(Il Vangelo secondo San Giovanni – La Sacra Bibbia – Cap. 6, 16-21 – Edizioni Paoline, 1968)
(M.V.: ‘L’Evangelo come mi è stato rivelato’ – Cap. 274 – Centro Editoriale Valtortiano)

12. Gesù cammina sulle acque…

Gv 6, 16-21:

Fattosi poi sera , i suoi discepoli scesero al mare e, saliti in barca, si diressero all’altra riva del lago, verso Cafarnao..
Era già buio, ma Gesù non era ancora venuto da loro.
Or, soffiando gran vento, il mare era agitato.
Avanzatisi per circa venticinque o trenta stadi, videro Gesù camminare sul mare e accostarsi alla barca, ed ebbero paura.
Ma egli disse loro: ‘Sono io, non temete’.
Allora vollero prenderlo nella barca e subito la barca toccò terra, là dove erano diretti.

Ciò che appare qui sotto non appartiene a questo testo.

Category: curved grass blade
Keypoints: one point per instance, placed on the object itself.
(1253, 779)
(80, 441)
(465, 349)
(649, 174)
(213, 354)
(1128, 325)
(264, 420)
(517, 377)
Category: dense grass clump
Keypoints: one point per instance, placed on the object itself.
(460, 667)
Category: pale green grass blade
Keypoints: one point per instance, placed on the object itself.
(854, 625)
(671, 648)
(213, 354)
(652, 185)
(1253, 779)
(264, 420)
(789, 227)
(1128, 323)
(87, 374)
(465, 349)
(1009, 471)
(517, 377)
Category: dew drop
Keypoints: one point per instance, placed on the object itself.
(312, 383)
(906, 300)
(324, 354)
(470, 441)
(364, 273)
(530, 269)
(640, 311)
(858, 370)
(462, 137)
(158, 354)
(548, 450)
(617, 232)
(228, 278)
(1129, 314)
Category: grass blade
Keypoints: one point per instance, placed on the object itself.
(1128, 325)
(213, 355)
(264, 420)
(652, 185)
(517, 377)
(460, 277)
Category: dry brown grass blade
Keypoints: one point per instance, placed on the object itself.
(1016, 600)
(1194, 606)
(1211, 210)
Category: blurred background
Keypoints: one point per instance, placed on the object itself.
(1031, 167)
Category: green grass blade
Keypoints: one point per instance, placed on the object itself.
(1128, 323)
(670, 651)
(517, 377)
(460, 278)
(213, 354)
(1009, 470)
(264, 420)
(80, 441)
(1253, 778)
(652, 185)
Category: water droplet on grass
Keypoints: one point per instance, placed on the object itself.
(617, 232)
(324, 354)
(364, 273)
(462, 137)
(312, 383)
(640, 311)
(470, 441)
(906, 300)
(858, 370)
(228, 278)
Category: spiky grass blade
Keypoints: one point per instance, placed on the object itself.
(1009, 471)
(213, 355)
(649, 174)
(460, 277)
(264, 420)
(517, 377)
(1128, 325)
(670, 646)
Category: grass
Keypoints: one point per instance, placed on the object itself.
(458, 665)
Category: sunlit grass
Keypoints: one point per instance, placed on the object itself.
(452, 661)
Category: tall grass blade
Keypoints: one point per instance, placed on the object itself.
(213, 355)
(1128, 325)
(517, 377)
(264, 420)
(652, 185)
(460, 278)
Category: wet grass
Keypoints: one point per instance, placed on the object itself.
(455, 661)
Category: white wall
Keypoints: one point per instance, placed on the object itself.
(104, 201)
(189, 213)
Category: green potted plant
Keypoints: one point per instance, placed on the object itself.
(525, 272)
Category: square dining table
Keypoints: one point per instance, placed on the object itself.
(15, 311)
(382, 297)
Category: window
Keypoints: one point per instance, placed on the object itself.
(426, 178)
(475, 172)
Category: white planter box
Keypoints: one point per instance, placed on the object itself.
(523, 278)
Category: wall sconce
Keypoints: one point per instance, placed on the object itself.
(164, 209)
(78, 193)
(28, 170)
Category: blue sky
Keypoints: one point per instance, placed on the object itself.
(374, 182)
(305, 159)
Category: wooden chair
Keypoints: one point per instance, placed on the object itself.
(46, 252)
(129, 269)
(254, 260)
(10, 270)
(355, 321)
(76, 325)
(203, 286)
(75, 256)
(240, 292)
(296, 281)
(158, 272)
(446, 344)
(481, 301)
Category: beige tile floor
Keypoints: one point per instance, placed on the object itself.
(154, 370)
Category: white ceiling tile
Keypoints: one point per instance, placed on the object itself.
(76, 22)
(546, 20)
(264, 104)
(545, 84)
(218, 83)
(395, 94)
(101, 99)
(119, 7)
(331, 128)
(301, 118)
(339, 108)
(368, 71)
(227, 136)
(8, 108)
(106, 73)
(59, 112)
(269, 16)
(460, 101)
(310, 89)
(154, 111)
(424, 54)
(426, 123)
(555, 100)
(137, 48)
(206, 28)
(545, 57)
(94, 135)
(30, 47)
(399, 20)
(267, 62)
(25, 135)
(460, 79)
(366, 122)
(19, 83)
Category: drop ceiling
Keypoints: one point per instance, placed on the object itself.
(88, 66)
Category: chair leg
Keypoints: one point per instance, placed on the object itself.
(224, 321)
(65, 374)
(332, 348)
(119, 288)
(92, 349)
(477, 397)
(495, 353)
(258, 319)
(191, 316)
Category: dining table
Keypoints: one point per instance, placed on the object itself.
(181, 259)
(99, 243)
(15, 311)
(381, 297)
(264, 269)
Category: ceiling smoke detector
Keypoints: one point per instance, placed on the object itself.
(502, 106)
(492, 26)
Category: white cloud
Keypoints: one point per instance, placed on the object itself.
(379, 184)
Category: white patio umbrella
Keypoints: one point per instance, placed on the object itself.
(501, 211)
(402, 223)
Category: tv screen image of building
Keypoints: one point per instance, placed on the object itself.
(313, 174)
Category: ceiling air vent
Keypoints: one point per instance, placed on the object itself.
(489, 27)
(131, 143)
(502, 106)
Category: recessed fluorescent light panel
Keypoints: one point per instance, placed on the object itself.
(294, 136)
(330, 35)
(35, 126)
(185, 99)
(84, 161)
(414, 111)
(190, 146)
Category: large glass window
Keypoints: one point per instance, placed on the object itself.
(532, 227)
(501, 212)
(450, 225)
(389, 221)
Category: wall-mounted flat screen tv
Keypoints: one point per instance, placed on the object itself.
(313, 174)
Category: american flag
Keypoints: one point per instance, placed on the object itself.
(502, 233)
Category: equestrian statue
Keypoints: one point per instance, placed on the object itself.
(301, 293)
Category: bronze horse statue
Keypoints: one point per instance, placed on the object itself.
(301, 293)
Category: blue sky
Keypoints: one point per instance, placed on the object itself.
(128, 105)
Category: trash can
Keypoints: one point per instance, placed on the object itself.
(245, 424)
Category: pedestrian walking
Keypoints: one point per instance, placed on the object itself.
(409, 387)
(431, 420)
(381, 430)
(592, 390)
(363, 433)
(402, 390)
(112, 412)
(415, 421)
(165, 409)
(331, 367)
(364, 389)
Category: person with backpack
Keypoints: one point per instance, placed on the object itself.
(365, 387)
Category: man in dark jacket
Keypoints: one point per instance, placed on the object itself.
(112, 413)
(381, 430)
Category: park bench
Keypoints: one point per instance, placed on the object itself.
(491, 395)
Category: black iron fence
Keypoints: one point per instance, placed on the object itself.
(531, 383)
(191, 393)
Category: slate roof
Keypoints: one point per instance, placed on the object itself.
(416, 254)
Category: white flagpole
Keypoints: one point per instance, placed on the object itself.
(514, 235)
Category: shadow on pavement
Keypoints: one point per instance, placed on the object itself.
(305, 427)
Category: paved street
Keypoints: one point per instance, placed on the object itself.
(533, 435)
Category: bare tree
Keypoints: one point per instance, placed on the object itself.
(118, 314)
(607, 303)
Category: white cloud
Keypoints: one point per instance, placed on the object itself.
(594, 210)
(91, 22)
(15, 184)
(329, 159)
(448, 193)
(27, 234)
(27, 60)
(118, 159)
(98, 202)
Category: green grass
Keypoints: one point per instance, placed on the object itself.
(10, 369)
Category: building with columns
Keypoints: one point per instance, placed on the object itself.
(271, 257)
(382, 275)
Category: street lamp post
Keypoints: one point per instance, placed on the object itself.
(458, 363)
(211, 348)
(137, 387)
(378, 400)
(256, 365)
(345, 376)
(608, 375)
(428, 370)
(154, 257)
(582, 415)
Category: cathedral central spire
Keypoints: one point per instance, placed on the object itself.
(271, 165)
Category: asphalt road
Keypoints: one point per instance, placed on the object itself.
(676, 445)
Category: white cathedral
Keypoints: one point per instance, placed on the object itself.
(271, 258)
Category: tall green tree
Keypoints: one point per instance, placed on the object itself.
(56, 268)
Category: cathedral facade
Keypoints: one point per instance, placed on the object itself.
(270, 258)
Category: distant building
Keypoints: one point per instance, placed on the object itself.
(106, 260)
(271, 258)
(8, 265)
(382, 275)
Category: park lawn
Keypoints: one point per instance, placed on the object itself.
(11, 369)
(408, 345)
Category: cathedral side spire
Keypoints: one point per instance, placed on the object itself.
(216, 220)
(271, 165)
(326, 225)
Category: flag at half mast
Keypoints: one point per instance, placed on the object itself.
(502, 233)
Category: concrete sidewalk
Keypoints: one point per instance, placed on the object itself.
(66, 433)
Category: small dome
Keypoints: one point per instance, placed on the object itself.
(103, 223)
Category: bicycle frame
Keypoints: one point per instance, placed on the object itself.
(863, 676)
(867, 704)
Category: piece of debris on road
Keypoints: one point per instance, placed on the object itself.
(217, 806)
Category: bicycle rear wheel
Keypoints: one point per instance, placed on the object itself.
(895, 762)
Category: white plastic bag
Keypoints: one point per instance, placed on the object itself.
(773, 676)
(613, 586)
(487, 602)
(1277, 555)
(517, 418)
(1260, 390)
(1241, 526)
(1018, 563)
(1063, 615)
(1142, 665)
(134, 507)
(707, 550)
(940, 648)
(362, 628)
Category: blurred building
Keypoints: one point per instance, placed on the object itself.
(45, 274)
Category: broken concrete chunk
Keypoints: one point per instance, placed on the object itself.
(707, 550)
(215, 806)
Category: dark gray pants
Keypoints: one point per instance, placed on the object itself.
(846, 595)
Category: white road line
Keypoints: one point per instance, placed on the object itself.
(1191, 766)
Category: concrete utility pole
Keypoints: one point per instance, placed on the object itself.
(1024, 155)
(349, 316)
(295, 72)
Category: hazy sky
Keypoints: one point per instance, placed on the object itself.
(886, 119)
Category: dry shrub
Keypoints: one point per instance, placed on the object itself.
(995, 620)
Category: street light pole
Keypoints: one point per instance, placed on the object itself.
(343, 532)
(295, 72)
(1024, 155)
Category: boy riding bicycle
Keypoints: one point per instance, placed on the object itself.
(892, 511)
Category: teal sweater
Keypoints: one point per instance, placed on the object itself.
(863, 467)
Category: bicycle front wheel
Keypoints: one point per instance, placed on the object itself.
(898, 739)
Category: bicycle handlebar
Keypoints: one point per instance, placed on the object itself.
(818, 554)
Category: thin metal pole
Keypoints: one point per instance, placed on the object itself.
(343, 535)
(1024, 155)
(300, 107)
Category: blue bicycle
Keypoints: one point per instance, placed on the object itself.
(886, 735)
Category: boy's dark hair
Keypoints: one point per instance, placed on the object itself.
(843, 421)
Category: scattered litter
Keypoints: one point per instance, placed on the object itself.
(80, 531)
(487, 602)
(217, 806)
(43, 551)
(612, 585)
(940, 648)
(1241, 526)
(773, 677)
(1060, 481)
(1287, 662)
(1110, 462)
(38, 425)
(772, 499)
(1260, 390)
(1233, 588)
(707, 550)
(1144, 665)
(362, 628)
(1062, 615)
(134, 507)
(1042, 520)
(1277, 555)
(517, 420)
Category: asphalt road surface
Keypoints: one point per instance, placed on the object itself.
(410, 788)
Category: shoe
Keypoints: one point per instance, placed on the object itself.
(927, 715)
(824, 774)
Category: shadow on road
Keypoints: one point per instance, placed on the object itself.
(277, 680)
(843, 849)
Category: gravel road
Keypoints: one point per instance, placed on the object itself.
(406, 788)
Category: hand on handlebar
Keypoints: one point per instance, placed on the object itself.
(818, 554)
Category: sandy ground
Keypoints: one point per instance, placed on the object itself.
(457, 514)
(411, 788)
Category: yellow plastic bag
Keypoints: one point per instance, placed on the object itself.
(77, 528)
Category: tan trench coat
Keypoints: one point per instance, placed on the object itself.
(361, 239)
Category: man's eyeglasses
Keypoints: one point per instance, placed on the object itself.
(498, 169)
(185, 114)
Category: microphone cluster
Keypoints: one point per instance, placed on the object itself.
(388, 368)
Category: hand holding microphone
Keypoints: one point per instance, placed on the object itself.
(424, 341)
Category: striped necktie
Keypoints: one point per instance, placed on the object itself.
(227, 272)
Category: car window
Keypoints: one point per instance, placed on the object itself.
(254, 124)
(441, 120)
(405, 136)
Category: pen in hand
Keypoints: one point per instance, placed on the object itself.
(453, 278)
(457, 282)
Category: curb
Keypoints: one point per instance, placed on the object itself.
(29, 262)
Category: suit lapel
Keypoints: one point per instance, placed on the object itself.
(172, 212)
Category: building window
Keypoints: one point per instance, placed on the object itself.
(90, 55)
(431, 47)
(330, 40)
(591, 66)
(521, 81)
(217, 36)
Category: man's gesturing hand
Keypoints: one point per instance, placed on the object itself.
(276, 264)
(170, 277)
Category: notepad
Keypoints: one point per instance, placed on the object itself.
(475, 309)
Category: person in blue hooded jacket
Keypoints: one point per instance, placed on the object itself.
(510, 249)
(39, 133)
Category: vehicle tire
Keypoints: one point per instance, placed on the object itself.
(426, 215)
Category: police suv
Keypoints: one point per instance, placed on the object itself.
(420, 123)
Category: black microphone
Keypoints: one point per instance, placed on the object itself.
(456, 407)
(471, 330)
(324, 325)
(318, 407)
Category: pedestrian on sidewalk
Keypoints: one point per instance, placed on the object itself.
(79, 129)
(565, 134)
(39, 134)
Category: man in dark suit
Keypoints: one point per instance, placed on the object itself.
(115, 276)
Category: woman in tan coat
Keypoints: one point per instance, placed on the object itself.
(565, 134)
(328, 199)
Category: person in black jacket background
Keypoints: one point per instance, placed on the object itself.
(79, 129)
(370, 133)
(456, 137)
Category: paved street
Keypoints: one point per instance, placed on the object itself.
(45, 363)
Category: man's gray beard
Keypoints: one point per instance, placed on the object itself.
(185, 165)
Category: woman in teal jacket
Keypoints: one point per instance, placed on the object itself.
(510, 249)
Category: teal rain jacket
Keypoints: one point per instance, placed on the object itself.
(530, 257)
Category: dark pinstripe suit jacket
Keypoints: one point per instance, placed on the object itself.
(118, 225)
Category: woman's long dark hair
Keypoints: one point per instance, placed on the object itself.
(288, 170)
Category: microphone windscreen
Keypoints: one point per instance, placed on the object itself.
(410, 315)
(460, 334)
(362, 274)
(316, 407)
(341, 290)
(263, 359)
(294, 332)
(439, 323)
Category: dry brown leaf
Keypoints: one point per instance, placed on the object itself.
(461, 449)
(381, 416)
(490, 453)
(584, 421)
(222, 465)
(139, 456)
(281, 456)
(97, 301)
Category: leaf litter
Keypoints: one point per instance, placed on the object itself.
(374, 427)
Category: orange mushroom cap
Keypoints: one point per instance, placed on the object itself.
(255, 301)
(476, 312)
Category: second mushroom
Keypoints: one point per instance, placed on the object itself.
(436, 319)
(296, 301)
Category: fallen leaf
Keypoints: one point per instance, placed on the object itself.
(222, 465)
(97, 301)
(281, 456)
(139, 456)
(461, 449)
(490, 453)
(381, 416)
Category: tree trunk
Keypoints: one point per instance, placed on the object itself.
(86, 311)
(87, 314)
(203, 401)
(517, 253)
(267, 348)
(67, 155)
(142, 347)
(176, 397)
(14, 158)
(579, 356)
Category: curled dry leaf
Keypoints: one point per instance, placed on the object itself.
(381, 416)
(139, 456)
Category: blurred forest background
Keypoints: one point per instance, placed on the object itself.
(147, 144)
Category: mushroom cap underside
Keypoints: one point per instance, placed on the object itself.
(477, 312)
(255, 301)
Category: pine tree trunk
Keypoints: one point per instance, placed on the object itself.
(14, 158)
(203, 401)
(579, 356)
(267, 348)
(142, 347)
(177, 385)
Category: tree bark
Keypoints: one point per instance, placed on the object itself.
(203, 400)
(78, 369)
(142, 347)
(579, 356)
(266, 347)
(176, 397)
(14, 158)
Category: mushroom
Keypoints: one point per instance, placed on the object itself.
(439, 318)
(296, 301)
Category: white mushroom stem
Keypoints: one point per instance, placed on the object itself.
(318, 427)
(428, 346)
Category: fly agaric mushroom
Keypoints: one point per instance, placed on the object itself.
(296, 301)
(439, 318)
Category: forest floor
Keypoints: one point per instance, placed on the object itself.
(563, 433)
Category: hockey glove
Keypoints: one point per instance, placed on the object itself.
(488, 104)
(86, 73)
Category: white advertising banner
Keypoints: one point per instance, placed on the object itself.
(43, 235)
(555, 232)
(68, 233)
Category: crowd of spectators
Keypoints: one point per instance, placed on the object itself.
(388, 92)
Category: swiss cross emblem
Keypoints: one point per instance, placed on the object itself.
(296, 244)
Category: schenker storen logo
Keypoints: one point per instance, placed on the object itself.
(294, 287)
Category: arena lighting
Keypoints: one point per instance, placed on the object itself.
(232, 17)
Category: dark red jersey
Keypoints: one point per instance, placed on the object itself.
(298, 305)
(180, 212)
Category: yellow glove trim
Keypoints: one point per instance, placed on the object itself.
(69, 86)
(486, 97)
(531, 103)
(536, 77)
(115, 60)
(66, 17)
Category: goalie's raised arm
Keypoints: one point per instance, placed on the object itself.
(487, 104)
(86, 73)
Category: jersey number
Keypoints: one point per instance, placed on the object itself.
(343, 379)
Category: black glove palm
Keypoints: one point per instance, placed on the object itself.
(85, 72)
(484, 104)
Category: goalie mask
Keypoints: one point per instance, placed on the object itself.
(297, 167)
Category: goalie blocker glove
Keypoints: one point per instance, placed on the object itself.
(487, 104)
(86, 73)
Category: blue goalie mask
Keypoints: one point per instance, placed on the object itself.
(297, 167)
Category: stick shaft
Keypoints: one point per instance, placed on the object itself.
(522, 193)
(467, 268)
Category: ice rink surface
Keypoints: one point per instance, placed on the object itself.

12.1 Tutte le volte che potevano gli apostoli andavano a vela…

Questo episodio – con rispetto parlando – lo racconta molto meglio Matteo  (Mt 14, 24-33) che, evidentemente, doveva essere in quella barca con gli altri apostoli ma che non ha vergogna a raccontare nei particolari che si erano tutti presi una ‘fifa’ tremenda: prima per il mare agitato che aveva fatto loro temere un naufragio e poi perché si vedono apparire Gesù sul mare in piena notte, fra i flutti spumeggianti ed il vento che fischia, e lo scambiano per un fantasma.
Credo che dovessero aver pensato che fosse l’anima di qualche trapassato venuta a prelevali per portarli nell’aldilà.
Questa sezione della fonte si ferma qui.